Although the BPCIA authorized 12 years of data exclusivity for innovator biologics, during which FDA cannot approve a product based on innovator studies, that has not ended the debate over what is an appropriate exclusivity period to support biotech innovation. Biosimilars sponsors also have to wait four years to even submit a 351(k) application to the agency following first licensure of a reference product. Biotech companies consider those protections vital for encouraging investment in R&D, but critics claim that 12 years is too long. The Obama administration recently proposed reducing exclusivity to seven years, partly to cut costs. A related aim is to prevent patent "evergreening" by innovators that modify a product enough for it to qualify as "new." FDA has to define what changes would sufficiently impact a product's safety, purity, or potency to warrant extended exclusivity.
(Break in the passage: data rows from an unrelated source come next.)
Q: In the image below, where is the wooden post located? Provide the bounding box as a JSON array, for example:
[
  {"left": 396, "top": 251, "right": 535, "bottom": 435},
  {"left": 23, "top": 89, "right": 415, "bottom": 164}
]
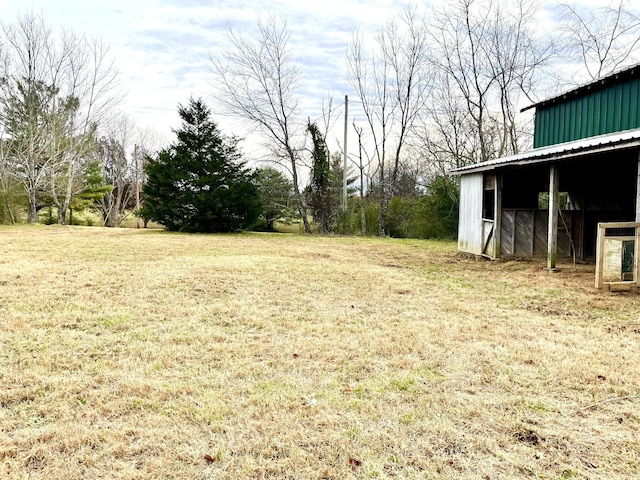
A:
[
  {"left": 547, "top": 164, "right": 559, "bottom": 270},
  {"left": 596, "top": 223, "right": 606, "bottom": 288},
  {"left": 493, "top": 173, "right": 502, "bottom": 258},
  {"left": 636, "top": 152, "right": 640, "bottom": 222}
]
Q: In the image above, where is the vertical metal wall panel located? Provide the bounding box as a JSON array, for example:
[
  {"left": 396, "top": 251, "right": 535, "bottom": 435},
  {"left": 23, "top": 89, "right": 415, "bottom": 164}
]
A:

The legislation also establishes a highly complex patent dispute resolution system that requires biosimilars makers to hand over dossiers to the reference product firm as a way to identify those patents the innovator feels may be infringed. This "hokey-pokey process," explained Sidley Austin attorney Jeffrey Kushan, was designed to promote early agreement on which patents will be disputed, but the new policy seems to please no one. Biosimilars makers fear that too many parties will gain access to their confidential regulatory filings, while BLA-holders stand to lose protection if they don't follow the rules.
If this and other policies make the biosimilars pathway appear too costly and treacherous, sponsors may avoid the 351(k) process altogether and decide to take the traditional BLA route to market—with its 12 years product exclusivity.